But going back to your question, is straight to the point is going to be flattish or a little bit lower. And of course, we will try to work to offset that through OpEx leverage, as Eric mentioned, and other lines that you can control in the financial expenses or and other costs that we may control here.
Eric Oliveira: And in the financial expenses, Jeff, this is Eric. Let me remind you that as we replace factory receivables against the card issuers, which impacts upfrontly our financial expenses to deposit growth. Naturally, we can manage better these spreads moving forward. So necessarily, this is what we expect, not only relying on lower interest rates to get operating leverage in 2023, but also work much more in the spreads, balancing deposits and factoring receivables against the bank items.
Jeff Cantwell: Okay, thank you very much. Appreciate all the color and congrats on the results.
Eric Oliveira: Thank you, Jeff.
Operator: Next question comes from Josh Siegler with Cantor Fitzgerald. Please go ahead.
Josh Siegler: Yes. Hi, thanks for taking my question this evening. I was wondering if you could provide a little more color on the market forces at play that allow you to have the best-in-class take rate gains, right? Like how were you able to achieve the highest repricing in the industry? Thank you.

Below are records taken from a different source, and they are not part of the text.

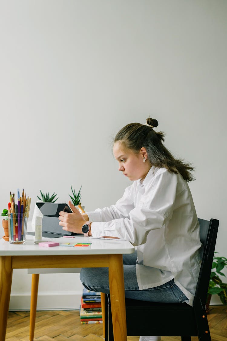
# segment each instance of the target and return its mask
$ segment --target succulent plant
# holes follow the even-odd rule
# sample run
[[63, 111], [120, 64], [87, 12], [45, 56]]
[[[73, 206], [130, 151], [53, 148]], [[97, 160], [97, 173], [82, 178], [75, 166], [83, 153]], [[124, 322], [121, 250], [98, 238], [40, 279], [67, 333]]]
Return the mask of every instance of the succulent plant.
[[5, 218], [4, 218], [5, 220], [8, 220], [8, 210], [7, 210], [6, 208], [4, 209], [2, 211], [2, 213], [1, 213], [1, 215], [2, 217], [5, 217]]
[[49, 192], [48, 193], [44, 193], [44, 192], [43, 193], [42, 193], [40, 191], [40, 193], [42, 198], [40, 198], [38, 195], [37, 195], [37, 197], [39, 200], [42, 200], [44, 203], [55, 203], [58, 199], [58, 198], [57, 198], [54, 201], [53, 201], [54, 199], [57, 195], [56, 194], [55, 194], [55, 192], [53, 193], [51, 196], [50, 196]]
[[77, 206], [78, 205], [80, 205], [81, 204], [80, 203], [80, 198], [81, 198], [81, 194], [80, 194], [80, 190], [81, 189], [81, 187], [82, 187], [82, 185], [80, 186], [80, 188], [78, 192], [78, 194], [76, 193], [75, 192], [75, 190], [74, 190], [72, 189], [72, 185], [71, 186], [71, 189], [72, 190], [72, 196], [69, 194], [69, 195], [71, 198], [72, 201], [72, 202], [74, 204], [74, 206]]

Ricardo Dutra: Hi, Josh, thank you for the question. So I will not say there is one silver bullet here to answer that. But I would say you that one advantage that we have that is very, very powerful, it is the fact that you have a combination between acquiring and banking, and that’s something that clients really use, they give value, they understand the value proposition. And by the fact that you have this acquiring plus banking also allow us to make this automatically or instant settlement right after the transaction. So when you have a sale in a Sunday morning, you have access to this money, two minutes after the transaction. It doesn’t matter if it’s a week and holiday and so on. So that’s a very powerful combination that we leverage.